The appellant argues that there must be greater cause for terminating a non-probationary teacher than for refusing to renew a teacher’s contract. That may be the case, but whether it is or not is not determinative of this appeal. Here, we have a *1325situation in which the Board determined that it would not renew appellant’s contract for the 1981-82 school year but failed to follow the notice and procedural provisions of the 1979 Act in so doing.
I would reverse and remand to the district court with directions to that court to award the appellant damages equal to a year’s salary, less any amounts that the teacher may have earned in other employment during the course of the year.

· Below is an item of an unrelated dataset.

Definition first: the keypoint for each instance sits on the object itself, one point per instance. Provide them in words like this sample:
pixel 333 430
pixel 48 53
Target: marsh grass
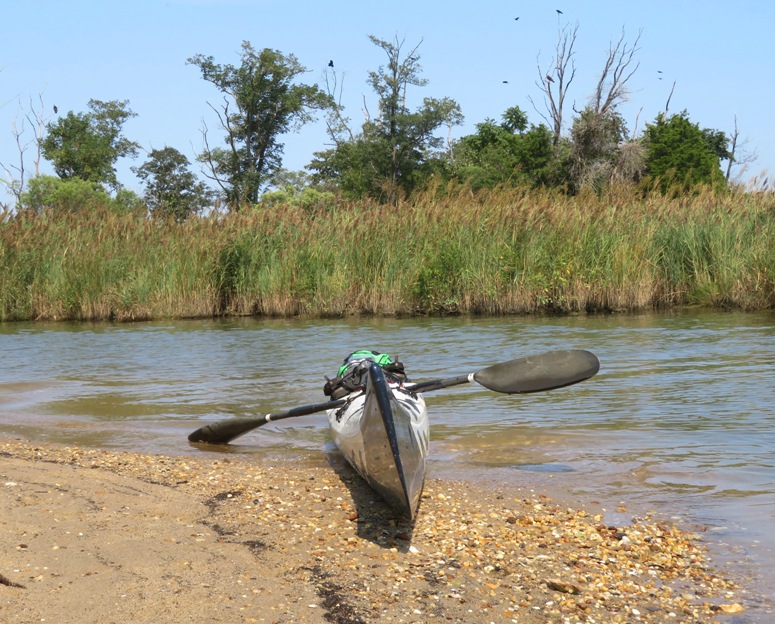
pixel 509 251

. In Moffitt v. Batesville School Dist., 278 Ark. 77, 643 S.W.2d 557 (1982), the Supreme Court of Arkansas was confronted with a situation in which the contract of a non-probationary teacher was renewed. Thereafter, the teacher violated two clear rules of the district by destroying students' exams and by failing to account in a timely manner for lost or damaged books of which there were an astounding number. She was then given a notice of termination and was provided a hearing. Her termination was sustained by the Arkansas Supreme Court. Here, not only did the school district state that it was proceeding under the termination provisions of the law, but afforded the plaintiff all the notice and process the Arkansas Legislature felt was due for a terminated teacher. Moreover, the notice was timely before the last date on which a nonrenewal notice could have been given.
. At an earlier time, this Court took the view that in cases where a district judge had interpreted state law, the question on appeal was not whether the trial court had reached a correct conclusion, but whether it had reached a permissible one. Homolla v. Gluck, 248 F.2d 731, 734 (8th Cir.1957). We restated this rule in H.K. Porter Company, Inc. v. Wire Rope Corporation of America, Inc., 367 F.2d 653, 662, 663 (8th Cir.1966), In Luke v. American Family Mutual Insurance Company, 476 F.2d 1015, 1019 n. 6 (8th Cir.1973), however, this Court sitting en banc recognized that the legal effect of this principle on questions of first impression was to preclude appellate considerations of issues involving a significant question of law. We then adopted the position expressed by a majority of circuits and held that in the future we would give great weight to the view of the state law taken by the judge experienced in the law of that state. Our adherence to that standard was most recently expressed in Freeze v. American Home Products, Inc., 839 F.2d 415 (8th Cir.1988). My concern is that the majority while giving lip service to that standard, here, in effect, is going back to the standard rejected by this Court en banc in Luke.